Intensive Interaction
Intensive Interaction is a practical approach to interacting with people with learning disabilities who do not find it easy communicating or being social.
The approach helps the person with learning difficulties and their communication partner to relate better to each other and enjoy each other's company more. It helps them develop their communication abilities. In Intensive interaction the speech and language therapist or teacher works on being a better communication partner and so supports the person with learning disabilities develop confidence and competence as a communicator.
Intensive interaction is a fun process. The communication partner is guided by what we know about how communication ordinarily develops for young children. S/he applies this knowledge in a way that is sensitive and respectful to the person with learning disability, whatever their age.
We use Intensive Interaction as a way of teaching or simply as a way of being with people. It enables us to focus on the quality of our everyday interactions. We adopt a particular interactive style. In our interactions with communication partners with learning disabilities we:
- Adjust our interpersonal behaviours - perhaps altering our voice or gaze or body language. This is to make us less threatening and more interesting.
- Take the other person's lead - respond to things they do. This can be by commenting on their actions, joining in with them, playfully imitating them. By responding instead of leading we don't make demands on the person that they cannot cope with. Instead we communicate that we value them and enjoy being with them. We allow them to chance to explore with making things happen and to take the lead. The 'topic of conversation' is within their realm of interest.

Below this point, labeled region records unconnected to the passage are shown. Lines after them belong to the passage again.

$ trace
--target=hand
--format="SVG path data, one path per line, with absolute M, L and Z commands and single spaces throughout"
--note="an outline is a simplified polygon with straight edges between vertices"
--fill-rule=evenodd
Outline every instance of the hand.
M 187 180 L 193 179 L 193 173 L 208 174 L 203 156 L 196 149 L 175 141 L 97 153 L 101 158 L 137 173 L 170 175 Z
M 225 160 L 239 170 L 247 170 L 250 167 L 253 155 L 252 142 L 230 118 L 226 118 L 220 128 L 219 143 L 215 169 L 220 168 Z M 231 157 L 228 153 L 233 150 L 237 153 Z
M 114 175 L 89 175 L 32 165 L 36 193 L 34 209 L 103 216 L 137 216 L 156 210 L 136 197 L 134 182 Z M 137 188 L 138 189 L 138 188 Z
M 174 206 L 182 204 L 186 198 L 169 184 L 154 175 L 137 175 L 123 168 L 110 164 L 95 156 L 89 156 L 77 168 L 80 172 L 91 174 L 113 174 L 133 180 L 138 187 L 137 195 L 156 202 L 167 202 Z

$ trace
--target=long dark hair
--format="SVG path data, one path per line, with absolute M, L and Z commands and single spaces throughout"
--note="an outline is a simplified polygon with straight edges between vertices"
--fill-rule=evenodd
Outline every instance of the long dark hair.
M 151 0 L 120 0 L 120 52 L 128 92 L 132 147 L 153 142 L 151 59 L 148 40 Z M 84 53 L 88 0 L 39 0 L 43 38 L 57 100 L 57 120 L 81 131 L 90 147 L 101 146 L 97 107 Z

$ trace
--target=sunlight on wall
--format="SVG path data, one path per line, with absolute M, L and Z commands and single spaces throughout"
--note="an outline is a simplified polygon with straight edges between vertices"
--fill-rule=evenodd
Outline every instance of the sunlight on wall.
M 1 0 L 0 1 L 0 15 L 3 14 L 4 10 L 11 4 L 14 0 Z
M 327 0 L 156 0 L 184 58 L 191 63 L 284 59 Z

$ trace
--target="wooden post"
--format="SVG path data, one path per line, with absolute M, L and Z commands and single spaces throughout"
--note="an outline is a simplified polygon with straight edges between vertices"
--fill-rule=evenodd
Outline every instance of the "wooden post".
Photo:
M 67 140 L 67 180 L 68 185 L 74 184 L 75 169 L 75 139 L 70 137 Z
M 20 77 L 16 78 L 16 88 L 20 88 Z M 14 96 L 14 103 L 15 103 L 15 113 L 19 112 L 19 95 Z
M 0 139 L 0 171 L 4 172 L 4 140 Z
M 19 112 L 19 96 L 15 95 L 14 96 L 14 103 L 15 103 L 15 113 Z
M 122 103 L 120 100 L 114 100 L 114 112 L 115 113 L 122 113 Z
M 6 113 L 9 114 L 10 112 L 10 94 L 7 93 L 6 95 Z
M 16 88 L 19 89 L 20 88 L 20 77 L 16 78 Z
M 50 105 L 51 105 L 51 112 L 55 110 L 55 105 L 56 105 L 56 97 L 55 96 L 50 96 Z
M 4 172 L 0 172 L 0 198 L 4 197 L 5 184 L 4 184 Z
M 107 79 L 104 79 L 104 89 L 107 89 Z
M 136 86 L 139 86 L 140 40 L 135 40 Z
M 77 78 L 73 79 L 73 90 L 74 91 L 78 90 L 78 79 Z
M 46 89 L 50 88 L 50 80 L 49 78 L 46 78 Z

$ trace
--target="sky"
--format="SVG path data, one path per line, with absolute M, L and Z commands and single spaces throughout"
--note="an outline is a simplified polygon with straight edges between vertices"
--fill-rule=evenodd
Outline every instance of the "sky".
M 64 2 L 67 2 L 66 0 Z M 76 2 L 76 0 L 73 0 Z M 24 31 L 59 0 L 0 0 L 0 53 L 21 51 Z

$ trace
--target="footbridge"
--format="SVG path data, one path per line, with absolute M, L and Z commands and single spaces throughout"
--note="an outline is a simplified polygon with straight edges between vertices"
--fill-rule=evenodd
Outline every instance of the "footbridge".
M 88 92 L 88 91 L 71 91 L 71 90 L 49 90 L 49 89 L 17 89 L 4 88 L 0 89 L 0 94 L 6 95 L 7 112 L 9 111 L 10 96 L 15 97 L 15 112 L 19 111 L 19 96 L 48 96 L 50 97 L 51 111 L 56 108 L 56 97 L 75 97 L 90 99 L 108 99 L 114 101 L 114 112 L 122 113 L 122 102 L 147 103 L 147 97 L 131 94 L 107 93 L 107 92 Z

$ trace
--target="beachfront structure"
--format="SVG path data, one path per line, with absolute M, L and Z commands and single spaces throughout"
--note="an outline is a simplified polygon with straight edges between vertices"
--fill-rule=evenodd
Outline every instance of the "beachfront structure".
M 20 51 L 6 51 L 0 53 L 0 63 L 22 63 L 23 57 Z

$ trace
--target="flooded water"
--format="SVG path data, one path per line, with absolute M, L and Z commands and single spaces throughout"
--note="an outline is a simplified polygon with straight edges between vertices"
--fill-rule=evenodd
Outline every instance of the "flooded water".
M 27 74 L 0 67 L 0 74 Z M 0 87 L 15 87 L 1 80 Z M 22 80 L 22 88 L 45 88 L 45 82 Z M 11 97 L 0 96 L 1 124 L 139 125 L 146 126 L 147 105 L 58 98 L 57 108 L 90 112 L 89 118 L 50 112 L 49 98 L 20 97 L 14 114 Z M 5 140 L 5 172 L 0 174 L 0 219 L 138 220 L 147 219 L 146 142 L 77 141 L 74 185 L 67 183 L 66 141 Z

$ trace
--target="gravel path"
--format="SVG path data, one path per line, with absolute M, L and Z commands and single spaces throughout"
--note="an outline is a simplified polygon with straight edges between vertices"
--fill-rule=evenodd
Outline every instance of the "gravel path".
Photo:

- Treat the things the person does as if this is communication. We read social meaning into actions even when this meaning isn't yet clear. In this way the person is responded to as a communicator and gets to know what this feels like and involves. The communication partner 'tunes in' to the possible intent of various actions and expressions, so that eventually the partners are negotiating. For example, when I dip my head I want a break, when I vocalize I'm seeing if I can get a response, and when I look at you I'm saying I want more.
- Use sensitive observation to judge how well the interaction is going. We respond quickly to any feedback, interpreting it so that we can keep the interaction positive and enjoyable for both partners. We also get other colleagues or friends to observe us interacting and use video recordings if possible. In this way we don't just use our intuitive skills as communicators, but we reflect on how we can enhance these and we problem-solve with others, so that interactions don't 'get stuck'.
- Use timing and rhythm in the interactions. This can make them like games - with anticipation and drama to hold the person's attention. Rhythm and repetition help the person with learning disabilities to predict what will happen next and to get more involved. We can create the feeling of taking turns.
- Have fun. Intensive Interaction sessions should be enjoyable and playful.